En los casos que se requiere hacer semillero (tomate, pimiento, berenjena, lechuga, etc.), sino no queremos comprar los planteles, podemos realizarlos nosotros mismos y habrá que meterlos en la planificación, lo que obliga conocer los tiempos de germinación de cada hortaliza y el tiempo que requiere antes del trasplante. Por ejemplo, germina de 5 a 7 días y se trasplanta a los 20 días aproximadamente, los pimientos se trasplantan unos 10 días más tarde que los tomates y las berenjenas como a los 40 días después de germinar, lo cual hacen entre los 7 y 10 días aproximadamente. Mientras las semillas no hayan germinado, cuidaremos que no se seque el sustrato donde se encuentren.

Tienes que ir probando y aprendiendo. Poco a poco, tendrás tu propio banco de semillas, las cuales habrás obtenido de los frutos que hayas cosechado.

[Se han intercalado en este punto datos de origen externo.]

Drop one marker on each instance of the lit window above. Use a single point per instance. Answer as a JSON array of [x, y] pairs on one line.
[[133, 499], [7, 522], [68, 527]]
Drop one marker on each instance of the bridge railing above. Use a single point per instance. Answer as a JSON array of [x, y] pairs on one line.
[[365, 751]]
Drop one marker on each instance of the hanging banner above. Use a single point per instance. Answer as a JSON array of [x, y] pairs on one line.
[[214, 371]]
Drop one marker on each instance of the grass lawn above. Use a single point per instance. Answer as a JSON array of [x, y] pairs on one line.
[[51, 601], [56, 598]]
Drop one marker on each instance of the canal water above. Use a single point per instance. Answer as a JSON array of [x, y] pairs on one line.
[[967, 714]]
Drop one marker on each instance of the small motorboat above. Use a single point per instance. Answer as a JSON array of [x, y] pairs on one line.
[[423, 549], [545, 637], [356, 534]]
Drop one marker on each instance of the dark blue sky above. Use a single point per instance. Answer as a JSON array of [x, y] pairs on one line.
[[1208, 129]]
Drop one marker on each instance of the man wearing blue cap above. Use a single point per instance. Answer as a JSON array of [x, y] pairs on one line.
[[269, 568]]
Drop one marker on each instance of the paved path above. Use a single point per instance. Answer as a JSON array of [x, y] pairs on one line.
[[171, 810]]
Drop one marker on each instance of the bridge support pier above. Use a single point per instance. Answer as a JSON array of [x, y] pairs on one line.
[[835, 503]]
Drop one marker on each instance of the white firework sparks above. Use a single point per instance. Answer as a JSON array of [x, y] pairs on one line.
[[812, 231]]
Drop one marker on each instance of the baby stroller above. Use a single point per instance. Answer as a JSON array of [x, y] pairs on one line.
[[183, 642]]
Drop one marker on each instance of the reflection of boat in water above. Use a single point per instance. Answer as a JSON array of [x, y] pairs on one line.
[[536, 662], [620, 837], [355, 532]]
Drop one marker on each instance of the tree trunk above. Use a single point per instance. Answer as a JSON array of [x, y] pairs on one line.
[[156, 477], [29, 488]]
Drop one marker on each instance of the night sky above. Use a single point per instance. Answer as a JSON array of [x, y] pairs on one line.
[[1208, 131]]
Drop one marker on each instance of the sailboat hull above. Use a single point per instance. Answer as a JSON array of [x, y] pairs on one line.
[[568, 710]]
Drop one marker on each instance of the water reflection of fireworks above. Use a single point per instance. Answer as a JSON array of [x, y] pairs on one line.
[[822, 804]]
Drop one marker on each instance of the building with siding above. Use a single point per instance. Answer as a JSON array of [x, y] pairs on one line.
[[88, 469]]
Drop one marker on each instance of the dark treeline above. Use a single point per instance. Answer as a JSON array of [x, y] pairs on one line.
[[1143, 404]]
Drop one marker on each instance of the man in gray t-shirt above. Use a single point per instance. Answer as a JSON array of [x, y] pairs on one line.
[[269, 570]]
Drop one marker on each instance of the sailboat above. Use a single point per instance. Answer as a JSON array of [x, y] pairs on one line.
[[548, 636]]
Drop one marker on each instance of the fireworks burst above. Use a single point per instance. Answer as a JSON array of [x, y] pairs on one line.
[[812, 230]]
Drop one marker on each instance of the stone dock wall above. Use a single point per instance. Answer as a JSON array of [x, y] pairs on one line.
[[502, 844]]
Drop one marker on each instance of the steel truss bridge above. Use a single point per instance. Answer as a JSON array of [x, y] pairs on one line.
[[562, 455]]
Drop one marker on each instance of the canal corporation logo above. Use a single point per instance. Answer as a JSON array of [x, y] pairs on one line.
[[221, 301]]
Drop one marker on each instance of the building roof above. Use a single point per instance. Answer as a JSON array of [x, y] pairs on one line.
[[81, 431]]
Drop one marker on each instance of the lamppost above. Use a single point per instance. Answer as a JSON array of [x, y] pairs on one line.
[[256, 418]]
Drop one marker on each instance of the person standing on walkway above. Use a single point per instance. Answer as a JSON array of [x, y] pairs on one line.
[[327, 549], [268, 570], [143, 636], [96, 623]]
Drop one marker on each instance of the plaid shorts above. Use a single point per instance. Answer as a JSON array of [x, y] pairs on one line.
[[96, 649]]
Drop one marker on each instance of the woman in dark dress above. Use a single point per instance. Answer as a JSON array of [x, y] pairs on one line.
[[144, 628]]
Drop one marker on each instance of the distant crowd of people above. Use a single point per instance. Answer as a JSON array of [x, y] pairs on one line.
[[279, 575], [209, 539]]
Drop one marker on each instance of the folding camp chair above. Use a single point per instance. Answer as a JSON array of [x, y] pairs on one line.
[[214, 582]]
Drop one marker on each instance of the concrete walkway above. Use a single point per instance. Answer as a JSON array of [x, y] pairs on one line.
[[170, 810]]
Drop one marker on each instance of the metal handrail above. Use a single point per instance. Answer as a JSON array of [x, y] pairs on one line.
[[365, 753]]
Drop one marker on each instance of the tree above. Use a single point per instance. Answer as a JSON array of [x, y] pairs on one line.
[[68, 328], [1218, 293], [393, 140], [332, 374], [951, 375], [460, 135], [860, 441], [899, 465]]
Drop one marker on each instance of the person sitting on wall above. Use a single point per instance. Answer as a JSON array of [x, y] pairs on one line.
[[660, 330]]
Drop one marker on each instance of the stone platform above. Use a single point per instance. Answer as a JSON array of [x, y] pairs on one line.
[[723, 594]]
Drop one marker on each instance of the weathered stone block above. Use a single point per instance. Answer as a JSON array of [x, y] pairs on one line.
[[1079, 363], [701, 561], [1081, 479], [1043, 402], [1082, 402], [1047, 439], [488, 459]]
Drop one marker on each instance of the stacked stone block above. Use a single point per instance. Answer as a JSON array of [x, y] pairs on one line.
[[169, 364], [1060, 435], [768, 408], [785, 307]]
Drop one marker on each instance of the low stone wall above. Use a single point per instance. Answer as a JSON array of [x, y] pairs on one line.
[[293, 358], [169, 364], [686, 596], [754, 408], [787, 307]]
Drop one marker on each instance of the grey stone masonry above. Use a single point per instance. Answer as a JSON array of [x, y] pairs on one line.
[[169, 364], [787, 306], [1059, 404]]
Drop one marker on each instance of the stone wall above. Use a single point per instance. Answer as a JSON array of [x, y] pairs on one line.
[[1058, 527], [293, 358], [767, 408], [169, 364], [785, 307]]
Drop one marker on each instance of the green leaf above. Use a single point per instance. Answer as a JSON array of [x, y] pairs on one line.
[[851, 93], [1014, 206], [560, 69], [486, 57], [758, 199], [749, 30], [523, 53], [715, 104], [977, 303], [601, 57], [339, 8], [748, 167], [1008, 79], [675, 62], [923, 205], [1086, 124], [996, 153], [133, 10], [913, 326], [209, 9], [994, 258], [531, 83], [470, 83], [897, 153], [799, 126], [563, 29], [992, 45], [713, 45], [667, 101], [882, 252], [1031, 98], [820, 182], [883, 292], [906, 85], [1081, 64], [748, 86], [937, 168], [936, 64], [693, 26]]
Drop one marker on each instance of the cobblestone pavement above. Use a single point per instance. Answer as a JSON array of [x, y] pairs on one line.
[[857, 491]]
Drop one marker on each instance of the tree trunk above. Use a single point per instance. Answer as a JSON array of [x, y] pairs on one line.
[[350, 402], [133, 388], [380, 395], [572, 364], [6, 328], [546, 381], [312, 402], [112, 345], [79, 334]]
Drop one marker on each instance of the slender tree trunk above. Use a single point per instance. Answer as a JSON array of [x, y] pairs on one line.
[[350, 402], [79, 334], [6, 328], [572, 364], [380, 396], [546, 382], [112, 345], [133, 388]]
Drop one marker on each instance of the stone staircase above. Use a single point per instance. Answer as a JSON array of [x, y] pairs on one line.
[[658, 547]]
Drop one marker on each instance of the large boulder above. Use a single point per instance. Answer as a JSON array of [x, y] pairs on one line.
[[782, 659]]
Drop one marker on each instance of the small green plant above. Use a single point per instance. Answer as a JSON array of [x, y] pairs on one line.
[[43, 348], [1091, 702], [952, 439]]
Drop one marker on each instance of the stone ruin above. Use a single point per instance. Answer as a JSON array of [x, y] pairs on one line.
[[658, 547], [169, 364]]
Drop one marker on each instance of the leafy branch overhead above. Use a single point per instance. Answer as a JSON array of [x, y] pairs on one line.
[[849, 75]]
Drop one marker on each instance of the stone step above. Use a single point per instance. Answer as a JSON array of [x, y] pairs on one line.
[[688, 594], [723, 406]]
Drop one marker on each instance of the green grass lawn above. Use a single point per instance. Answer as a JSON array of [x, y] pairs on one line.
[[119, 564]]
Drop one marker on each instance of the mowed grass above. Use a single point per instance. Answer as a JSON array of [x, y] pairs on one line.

Mantenimiento de las plantas:

Para mantener nuestras plantas libres de plagas y enfermedades podemos acudir a las tiendas especializadas y ahí nos podrán orientar acerca del uso de ciertos productos biológicos o no dañinos a la salud que podamos usar. Sin embargo, nos podemos ayudar mucho cultivando plantas aromáticas, las cuales suelen repeler a ciertos insectos. Uno puede asociar algunas plantas dentro de la misma maceta o puede ubicarlas en lugares vecinos. Podemos intercalar entre las hortalizas, unas cuantas aromáticas, ubicadas estratégicamente.

En macetas, con un mínimo de esfuerzo, podemos obtener alimentos de una manera sana y barata y si logramos la participación de todos los miembros de la familia, también habremos emprendido una especie de terapia familiar que nos acercará más, fortaleciendo valores fundamentales como la solidaridad, el apoyo mutuo, la responsabilidad, el amor, etc. en otras palabras, cultivando nuestro huerto, nos hacemos mejores como personas y como familia. Nuestros pequeños, nos lo agradecerán de manera muy especial, ahora y mucho tiempo después, tendrán muy buenos recuerdos de nosotros y habrán aprendido de manera divertida algo realmente fundamental.